Fig. 4. Liver function during human liver perfusion (n = 10 livers).

a,b, Oxygen consumption (a), and ATP levels (b). Human livers 1 to 6 (blue line, n = 6 livers), human livers 7 to 10 (red line, n = 4 livers). No significant difference in liver functions was observed between the groups. c, Human blood products have high lactate at delivery (0 time). Lactate was cleared shortly after perfusion start by all the livers. d–f, Livers maintained a physiologic albumin level (d), cleared ammonia (e) and produced coagulation factor V (f). g, Bile flow was present constantly in livers 1 to 6, while in livers 7 to 10 only one liver disclosed bile flow (data shown are mean (solid blue lines) with s.d. (dotted blue lines) for livers 1 to 6). h, Clearance of bilirubin into bile. i, Hemolysis rate. Free hemoglobin in livers 1 to 6 was maintained at a low level (n = 4 human livers) or was reduced during perfusion (n = 2 human livers). Livers 7 to 10 showed, although not significantly, increasing levels of free hemoglobin. Small error bars for livers 1 to 6 were not plotted on the presented scale after day 4. j, There was no macroscopic sign of hemolysis on a representative image of the daily centrifuged perfusate (plasma) from livers 1 to 6. k, Constant hematocrit level for 7 d without exchanging perfusate. Data are reported as mean ± s.d. For comparison of two groups two-tailed Student’s t test was used. *P < 0.05, **P < 0.01, ***P < 0.001; exact P values are provided in Supplementary Table 3.

Fig. 5. Multistep approach for viability assessment of preinjured human livers during long-term perfusion.
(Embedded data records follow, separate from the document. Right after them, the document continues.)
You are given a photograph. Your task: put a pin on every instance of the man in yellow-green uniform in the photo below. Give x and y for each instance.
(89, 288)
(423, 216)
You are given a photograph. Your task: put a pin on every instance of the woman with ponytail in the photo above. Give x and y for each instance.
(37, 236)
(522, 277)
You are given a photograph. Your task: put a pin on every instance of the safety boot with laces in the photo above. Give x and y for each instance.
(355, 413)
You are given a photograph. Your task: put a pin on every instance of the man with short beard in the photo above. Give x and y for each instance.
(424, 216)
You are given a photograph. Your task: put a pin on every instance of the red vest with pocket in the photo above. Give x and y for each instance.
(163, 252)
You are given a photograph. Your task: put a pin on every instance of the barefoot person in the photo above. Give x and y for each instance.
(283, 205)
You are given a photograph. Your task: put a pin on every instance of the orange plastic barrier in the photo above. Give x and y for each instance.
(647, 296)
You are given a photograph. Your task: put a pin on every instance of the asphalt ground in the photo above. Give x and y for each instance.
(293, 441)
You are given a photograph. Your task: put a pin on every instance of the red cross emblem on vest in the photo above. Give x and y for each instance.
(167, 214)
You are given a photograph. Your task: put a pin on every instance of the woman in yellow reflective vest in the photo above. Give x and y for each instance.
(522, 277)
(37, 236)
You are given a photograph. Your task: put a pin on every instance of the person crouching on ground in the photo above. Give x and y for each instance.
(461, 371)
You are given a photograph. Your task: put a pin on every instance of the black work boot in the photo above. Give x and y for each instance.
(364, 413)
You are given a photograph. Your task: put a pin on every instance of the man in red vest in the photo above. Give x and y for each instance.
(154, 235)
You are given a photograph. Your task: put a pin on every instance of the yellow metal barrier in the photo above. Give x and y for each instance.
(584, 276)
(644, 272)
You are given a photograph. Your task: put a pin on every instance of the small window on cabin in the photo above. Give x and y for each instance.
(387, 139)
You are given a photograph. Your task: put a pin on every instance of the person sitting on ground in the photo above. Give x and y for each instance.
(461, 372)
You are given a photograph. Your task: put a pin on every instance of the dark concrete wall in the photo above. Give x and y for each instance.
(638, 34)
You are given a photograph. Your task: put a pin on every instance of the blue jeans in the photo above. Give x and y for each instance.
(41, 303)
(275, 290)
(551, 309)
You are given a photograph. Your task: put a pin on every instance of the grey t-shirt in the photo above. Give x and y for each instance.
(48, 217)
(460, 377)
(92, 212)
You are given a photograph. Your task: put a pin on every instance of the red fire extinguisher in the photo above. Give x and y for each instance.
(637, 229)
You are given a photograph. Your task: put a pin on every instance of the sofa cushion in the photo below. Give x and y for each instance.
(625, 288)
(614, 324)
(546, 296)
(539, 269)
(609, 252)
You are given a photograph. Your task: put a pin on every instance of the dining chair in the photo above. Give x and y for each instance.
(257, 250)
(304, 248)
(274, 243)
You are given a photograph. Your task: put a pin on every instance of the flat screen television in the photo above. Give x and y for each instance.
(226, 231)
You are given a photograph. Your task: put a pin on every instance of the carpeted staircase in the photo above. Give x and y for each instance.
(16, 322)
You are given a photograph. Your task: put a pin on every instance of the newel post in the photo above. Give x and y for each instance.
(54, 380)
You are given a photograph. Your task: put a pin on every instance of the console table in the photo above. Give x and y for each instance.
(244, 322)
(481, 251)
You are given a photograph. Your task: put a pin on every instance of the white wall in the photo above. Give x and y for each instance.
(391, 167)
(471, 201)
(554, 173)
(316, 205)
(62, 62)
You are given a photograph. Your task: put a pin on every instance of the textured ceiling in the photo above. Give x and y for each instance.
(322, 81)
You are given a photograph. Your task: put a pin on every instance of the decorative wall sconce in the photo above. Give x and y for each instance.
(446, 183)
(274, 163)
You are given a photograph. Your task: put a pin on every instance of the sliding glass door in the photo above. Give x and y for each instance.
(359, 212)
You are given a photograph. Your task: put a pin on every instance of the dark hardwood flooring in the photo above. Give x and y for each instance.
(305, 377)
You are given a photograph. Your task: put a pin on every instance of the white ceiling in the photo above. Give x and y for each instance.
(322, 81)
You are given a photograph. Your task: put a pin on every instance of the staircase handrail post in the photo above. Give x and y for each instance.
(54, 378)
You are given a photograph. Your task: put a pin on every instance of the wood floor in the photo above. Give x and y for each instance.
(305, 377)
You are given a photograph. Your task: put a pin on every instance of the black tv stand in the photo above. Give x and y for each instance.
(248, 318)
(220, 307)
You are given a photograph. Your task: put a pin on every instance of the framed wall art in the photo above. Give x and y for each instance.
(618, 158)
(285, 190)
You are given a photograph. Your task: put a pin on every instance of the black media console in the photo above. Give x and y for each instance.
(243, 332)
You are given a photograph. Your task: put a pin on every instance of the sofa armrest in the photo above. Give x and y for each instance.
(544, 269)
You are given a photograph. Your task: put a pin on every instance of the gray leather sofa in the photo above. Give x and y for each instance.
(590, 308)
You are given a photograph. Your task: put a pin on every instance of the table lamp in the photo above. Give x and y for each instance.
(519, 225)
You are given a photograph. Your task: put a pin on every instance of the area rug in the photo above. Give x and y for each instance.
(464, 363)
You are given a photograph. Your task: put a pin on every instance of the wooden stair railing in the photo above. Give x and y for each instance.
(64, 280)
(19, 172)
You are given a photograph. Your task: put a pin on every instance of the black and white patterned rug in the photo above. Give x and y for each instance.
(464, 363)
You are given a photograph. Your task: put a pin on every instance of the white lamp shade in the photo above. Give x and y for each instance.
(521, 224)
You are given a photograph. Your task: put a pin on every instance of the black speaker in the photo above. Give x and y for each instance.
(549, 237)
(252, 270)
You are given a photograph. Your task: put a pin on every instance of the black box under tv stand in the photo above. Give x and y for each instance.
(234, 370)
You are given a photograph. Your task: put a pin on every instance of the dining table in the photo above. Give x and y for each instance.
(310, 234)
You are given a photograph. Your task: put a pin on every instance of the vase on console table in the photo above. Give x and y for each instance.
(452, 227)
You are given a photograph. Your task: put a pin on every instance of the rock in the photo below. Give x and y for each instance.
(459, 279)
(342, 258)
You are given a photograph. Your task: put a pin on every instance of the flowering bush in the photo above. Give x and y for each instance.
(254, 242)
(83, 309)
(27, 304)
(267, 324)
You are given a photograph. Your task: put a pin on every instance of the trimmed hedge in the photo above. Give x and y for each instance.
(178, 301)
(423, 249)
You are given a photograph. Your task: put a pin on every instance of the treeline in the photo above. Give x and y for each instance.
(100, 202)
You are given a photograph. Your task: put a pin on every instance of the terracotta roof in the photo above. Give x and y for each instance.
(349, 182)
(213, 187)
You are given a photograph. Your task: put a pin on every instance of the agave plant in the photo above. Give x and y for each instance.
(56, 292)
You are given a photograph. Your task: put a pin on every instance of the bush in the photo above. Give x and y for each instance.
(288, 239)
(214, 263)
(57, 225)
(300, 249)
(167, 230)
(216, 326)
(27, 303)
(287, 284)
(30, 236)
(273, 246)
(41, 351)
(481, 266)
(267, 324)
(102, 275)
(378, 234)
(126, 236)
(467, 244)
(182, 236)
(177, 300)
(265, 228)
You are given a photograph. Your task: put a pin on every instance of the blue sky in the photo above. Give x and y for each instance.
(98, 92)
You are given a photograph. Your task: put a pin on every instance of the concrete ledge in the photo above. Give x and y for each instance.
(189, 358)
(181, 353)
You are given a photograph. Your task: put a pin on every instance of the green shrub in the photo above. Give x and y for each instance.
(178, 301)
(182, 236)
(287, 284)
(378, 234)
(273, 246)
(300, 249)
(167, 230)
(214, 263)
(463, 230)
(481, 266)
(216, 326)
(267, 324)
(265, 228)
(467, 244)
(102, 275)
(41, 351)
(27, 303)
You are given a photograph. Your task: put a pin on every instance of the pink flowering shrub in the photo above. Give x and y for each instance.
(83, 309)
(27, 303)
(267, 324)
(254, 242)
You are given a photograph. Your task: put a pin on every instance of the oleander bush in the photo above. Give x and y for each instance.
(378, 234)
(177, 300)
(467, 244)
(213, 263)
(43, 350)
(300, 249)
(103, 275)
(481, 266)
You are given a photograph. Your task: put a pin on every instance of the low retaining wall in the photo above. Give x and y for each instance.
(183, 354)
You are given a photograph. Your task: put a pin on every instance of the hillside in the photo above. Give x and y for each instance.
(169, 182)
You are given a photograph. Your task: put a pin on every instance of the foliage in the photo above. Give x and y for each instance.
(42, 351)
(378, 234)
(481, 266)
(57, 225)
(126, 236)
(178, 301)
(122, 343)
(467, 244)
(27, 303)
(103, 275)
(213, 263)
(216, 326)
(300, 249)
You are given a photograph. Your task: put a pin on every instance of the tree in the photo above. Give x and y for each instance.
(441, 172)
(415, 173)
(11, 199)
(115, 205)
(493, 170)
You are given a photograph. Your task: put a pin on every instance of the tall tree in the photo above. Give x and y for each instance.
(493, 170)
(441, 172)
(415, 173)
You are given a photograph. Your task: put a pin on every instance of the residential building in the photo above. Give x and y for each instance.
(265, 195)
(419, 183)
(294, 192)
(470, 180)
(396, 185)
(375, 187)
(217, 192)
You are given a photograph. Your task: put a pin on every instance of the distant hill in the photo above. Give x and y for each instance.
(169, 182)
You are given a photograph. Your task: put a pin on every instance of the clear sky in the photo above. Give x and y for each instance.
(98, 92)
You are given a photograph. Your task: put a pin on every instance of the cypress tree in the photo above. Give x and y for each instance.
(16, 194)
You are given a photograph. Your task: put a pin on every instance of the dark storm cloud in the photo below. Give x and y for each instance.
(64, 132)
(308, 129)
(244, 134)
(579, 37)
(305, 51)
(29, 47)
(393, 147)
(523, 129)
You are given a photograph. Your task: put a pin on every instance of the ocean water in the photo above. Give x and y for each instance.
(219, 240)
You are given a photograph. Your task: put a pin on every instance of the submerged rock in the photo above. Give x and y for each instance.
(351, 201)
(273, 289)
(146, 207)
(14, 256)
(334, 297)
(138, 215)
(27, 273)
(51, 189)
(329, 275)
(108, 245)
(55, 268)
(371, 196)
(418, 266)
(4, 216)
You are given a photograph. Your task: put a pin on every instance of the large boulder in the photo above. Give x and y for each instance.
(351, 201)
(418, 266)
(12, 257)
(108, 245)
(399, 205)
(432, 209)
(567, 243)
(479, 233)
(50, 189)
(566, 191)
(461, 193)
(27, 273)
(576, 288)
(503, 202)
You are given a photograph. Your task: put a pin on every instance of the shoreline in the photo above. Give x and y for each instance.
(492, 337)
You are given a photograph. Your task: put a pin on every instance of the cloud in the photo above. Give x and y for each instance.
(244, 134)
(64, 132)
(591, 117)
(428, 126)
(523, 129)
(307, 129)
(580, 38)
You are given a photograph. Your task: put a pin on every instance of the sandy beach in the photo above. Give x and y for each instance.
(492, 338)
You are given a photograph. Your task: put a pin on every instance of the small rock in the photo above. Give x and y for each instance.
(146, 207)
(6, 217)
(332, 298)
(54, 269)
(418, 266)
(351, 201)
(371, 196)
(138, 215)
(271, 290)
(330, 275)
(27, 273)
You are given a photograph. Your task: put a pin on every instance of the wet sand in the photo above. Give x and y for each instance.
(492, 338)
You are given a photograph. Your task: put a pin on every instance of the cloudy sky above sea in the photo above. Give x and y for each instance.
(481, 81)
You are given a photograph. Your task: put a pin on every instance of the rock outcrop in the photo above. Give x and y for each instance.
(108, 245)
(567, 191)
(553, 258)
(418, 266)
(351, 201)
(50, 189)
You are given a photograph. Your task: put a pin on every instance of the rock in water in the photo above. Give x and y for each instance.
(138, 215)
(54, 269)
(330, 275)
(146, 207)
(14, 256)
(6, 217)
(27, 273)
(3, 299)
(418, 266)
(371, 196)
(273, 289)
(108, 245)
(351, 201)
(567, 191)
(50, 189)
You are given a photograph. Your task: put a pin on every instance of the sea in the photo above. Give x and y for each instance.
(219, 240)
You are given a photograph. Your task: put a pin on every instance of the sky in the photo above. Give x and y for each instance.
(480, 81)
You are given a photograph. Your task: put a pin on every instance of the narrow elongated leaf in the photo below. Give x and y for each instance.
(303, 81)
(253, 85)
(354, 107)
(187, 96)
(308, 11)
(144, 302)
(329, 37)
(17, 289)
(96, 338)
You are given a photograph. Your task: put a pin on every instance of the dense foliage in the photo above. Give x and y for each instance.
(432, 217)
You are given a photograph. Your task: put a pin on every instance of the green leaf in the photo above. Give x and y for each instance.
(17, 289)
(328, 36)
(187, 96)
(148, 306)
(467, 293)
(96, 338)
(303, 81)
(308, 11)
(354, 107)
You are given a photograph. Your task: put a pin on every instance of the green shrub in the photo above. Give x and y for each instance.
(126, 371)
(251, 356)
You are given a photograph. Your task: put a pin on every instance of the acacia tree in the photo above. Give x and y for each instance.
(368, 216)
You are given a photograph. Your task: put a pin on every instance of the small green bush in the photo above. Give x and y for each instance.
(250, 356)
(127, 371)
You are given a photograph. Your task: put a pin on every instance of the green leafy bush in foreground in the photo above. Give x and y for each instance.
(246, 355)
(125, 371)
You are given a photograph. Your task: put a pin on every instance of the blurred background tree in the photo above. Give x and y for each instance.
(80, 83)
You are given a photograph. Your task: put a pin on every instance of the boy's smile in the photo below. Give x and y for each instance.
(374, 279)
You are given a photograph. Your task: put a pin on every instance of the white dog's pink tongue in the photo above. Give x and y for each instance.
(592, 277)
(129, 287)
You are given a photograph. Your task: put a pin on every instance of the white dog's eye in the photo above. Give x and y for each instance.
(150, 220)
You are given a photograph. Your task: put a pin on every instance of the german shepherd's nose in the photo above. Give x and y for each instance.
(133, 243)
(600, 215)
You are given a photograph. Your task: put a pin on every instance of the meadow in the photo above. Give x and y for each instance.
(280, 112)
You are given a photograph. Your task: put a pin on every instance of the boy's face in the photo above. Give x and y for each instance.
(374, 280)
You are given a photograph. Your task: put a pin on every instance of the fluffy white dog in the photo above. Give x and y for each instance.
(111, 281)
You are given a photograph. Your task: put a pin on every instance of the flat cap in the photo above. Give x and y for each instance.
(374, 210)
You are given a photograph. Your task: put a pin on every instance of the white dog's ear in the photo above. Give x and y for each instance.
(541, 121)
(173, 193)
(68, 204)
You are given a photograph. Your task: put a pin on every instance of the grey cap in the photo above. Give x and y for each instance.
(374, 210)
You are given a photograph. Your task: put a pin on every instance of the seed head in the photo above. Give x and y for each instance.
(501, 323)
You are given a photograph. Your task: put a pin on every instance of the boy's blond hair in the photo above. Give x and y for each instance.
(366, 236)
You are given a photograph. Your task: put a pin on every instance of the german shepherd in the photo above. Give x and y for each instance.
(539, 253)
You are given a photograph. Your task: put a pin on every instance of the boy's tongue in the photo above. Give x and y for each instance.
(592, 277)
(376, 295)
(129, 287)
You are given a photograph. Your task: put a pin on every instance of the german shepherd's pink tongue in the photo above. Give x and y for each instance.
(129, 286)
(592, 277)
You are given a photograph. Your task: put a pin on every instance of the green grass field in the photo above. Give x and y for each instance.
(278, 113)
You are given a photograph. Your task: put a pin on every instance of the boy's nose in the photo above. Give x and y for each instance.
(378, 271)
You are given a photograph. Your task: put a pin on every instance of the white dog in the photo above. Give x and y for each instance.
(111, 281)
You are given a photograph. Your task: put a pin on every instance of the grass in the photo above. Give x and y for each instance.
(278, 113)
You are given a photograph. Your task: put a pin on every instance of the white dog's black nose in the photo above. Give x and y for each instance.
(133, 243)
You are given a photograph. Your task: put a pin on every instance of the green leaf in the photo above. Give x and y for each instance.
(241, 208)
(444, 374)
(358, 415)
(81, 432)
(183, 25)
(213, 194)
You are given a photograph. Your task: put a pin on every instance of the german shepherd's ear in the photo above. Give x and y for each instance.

a, Evaluation of liver response to vasoactive agents and pancreatic hormones. (1) Liver 1 to 6, hepatic-artery vasculature maintains targeted hepatic-artery flow and pressure with response to vasoconstrictor (phenylephrine). (2) Livers 1 to 6, decline of glucose level in perfusate as a response to insulin application and increase during minimal basal infusion. (3) Livers 7 to 10, vasoplegia with lack of hepatic-artery vasculature response to the vasoconstrictor. Despite injection of high doses of phenylephrine at the maximal continuous flow rate, the targeted hepatic-artery pressure cannot be maintained. (4) Livers 7 to 10, during perfusion, hyperglycemia changed to hypoglycemia, which was not responsive to glucagon injection. Glucose had to be substituted to maintain glucose levels in the perfusate within the normal range (green rectangle). b, Integrity in histology. (1) Livers 1–6 (n = 6 livers), representative hematoxylin and eosin staining demonstrating the preserved integrity without relevant cell death on day 7. (2) Livers 7–10 (n = 4 livers), representative hematoxylin and eosin staining with massive cell death on day 4 with loss of integrity. Scale bars: overview, 500 µm; higher magnification, 100 µm. c, Evaluation of liver function and injury markers: Livers with massive cell death might maintain some of the liver functions including, for example, lactate clearance. Therefore, we consider these listed liver functions only as viability markers in combination with adequate response to hormones and vasoactive substances, as well as histology. Additionally, it should be noted that the kinetics of cytokine and injury marker release are more decisive than peak values, as absolute levels are dependent on liver mass and perfusate volume.